Pette came to Boulder from Lynbrook, New York for the research opportunities at CU-Boulder. He demonstrates the entire process of asteroid mining, including why it is important for Earth’s environment, the science behind identifying asteroids and the physics used to reach asteroids. Pette’s presentations are on Mondays, Wednesdays and Fridays at 1 p.m. in the Norlin Library Commons.
"We don't just give a superficial explanation of asteroid mining, we go through the entire process," Pette said. "We have this chronological poster design where if someone wants to come and learn, they can learn a lot and gain an appreciation for how much goes into some outer space endeavors."
Justin Chin is another graduate student whose Space Pod project illustrates the possibilities that wearable technology has for the future. Also from New York, Chin came to CU-Boulder for its architectural engineering program. His project focuses on how to optimize personal comfort through clothing that can adapt to heat or cool one’s body temperature automatically.

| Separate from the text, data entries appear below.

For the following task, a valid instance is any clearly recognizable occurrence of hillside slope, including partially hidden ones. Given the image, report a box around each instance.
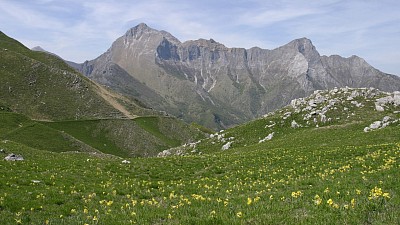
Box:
[0,33,204,157]
[81,24,400,128]
[0,89,400,225]
[0,32,154,120]
[160,88,400,156]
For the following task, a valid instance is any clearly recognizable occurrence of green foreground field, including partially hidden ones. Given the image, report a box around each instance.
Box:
[0,133,400,224]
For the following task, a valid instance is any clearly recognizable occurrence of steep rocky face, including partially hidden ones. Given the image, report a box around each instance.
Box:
[81,24,400,128]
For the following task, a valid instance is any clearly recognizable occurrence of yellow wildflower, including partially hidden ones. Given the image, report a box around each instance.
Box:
[247,198,253,205]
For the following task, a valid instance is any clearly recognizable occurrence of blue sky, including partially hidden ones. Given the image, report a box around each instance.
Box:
[0,0,400,75]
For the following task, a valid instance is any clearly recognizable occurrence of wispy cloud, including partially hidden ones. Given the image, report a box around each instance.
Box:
[0,0,400,74]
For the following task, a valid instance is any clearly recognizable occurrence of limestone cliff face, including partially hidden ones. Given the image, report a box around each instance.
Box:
[81,24,400,128]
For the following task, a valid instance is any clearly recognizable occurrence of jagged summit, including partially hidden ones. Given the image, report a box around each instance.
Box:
[81,23,400,128]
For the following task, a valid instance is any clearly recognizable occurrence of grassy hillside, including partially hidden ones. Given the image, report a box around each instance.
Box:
[0,32,154,120]
[0,130,400,224]
[0,112,204,157]
[180,88,400,154]
[42,117,204,157]
[0,87,400,224]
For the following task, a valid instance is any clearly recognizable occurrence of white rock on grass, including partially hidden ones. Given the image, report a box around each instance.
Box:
[4,153,24,161]
[290,120,300,128]
[157,150,172,157]
[221,141,233,150]
[258,132,275,143]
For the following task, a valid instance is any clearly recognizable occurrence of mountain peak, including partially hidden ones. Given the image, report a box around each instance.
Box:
[288,37,315,54]
[125,23,156,39]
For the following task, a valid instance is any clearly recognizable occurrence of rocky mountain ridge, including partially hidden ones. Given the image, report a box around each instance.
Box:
[80,23,400,128]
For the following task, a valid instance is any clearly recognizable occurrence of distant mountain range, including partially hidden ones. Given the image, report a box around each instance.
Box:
[64,23,400,128]
[0,32,204,157]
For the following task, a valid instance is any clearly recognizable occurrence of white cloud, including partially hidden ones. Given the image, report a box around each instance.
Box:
[0,0,400,74]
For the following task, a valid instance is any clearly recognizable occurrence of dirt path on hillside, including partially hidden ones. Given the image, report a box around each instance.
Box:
[95,84,137,119]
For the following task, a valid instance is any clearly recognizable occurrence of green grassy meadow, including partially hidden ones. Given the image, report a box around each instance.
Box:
[0,124,400,224]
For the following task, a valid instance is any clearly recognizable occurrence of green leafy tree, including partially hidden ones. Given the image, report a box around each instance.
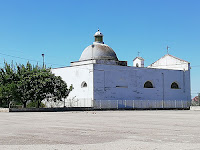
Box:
[0,62,18,107]
[0,62,73,108]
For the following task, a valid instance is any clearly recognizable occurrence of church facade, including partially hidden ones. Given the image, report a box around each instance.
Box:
[49,30,191,109]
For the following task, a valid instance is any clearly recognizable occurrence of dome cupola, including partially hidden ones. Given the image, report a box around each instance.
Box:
[79,29,118,61]
[94,29,104,44]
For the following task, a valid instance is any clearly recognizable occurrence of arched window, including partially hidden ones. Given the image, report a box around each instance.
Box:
[171,82,179,89]
[144,81,153,88]
[81,81,87,88]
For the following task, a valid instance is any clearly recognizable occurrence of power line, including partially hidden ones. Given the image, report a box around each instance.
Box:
[0,53,65,66]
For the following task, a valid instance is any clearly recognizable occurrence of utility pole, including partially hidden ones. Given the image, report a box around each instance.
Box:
[42,54,44,68]
[167,46,170,54]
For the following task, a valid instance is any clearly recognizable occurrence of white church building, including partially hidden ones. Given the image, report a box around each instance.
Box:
[49,30,191,109]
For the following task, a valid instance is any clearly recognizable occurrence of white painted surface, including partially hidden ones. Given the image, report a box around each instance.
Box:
[190,106,200,110]
[133,57,144,67]
[52,64,93,107]
[148,54,190,70]
[94,64,191,101]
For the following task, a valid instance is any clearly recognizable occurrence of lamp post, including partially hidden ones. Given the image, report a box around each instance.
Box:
[42,54,44,68]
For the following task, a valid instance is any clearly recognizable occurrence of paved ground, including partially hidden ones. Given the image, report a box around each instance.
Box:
[0,110,200,150]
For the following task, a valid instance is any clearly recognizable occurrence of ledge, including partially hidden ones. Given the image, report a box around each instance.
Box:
[190,106,200,110]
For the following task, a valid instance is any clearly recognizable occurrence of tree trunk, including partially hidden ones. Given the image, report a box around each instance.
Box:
[37,101,41,108]
[0,99,2,107]
[23,102,26,108]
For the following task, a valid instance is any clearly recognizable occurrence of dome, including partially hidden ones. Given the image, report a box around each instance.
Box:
[79,42,118,61]
[79,29,118,61]
[94,29,103,37]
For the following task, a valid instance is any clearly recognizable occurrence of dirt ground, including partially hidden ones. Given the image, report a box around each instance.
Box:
[0,110,200,150]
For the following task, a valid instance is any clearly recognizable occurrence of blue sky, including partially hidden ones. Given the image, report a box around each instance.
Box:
[0,0,200,96]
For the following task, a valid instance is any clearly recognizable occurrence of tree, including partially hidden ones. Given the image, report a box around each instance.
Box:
[0,62,73,108]
[0,62,17,107]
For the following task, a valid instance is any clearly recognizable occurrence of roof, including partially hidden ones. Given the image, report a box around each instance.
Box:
[79,42,118,61]
[149,54,189,66]
[133,57,144,61]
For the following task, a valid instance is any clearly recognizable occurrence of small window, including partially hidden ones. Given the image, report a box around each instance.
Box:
[81,81,87,88]
[171,82,179,89]
[144,81,153,88]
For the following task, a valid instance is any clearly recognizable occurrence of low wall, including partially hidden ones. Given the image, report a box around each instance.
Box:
[9,107,91,112]
[190,106,200,110]
[0,108,9,112]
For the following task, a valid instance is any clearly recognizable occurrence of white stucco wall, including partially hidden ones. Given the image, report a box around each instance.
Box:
[133,58,144,67]
[148,54,190,70]
[52,64,93,107]
[94,64,190,100]
[49,58,191,108]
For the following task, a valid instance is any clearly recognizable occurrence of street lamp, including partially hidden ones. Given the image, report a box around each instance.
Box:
[42,54,44,68]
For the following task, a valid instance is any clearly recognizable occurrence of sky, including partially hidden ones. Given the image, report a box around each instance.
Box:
[0,0,200,97]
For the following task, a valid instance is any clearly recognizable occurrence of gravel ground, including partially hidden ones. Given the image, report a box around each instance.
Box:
[0,110,200,150]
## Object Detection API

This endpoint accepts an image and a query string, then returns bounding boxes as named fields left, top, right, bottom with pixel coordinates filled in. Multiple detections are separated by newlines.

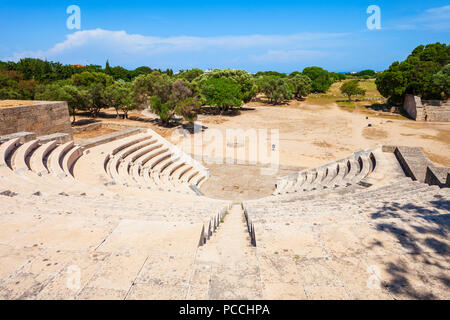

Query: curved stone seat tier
left=273, top=150, right=376, bottom=195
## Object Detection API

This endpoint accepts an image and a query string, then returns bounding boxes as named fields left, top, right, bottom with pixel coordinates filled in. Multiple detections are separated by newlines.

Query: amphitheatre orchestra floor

"The whole idea is that everyone has different preferences, and having one room temperature can never satisfy everyone in a space," Chin said.
Chin’s project in wearable technology seeks to provide an alternative to the current NASA space suit heating and cooling system, which is not automated and can be distracting for astronauts as they have to control the system themselves.
"The conventional spacesuits rely on water that fills a tube circulating around the body and you can cool down the body by increasing the flow of the water," Chin said. "This is done manually and would be more efficient if it were controlled automatically."
Chin wants wearable technology to be more natural and studies ways that everyday people can use the technology in the future. As research in wearable technology advances, Chin hopes there will be less reliance on energy consumption from heat and air conditioning.
Instead of pushing an on and off button, Chin has designed his project to respond to rubbing and fanning movements of the clothing and to recognize a person’s temperature preference from these movement patterns.
"It’s making a platform to gather the information on my preferences," Chin said. "A machine can then learn my preferences and can react by heating or cooling automatically."
Chin’s project is on display near the west entrance of the Engineering Center and presentations will take place through Oct. 17 in the Eaton Conference Room within the Engineering Center.
These projects are part of the universitywide Grand Challenge, which focuses on encouraging discussion and research around problems that face the world, such as a changing environment, increasing populations and limited resources.
For Pette, mining asteroids is a way to decrease the amount of resources taken from Earth.
"Instead of mining the Earth, we can instead mine asteroids since they’re so metal rich," Pette said. "Platinum is expensive and rare; the amount on an asteroid is huge compared to what is found on Earth."
Pette believes everyone can contribute to innovation in researching solutions to the problems the world faces. He hopes that the Space Pods help people to look past "fancy research" and recognize that these technologies are the future.
"This is what we’ll be seeing decades from now," Pette said. "All these space pods have implications on research and on the public’s individual lives."
For decades, CU-Boulder has been a leader in the earth and space sciences and strives to maintain its leadership in the coming decades. The universitywide Grand Challenge seeks to build on the strengths of the university’s innovative research in aerospace and technology in order to provide solutions to serious issues. Space Month celebrations will continue through Oct. 17.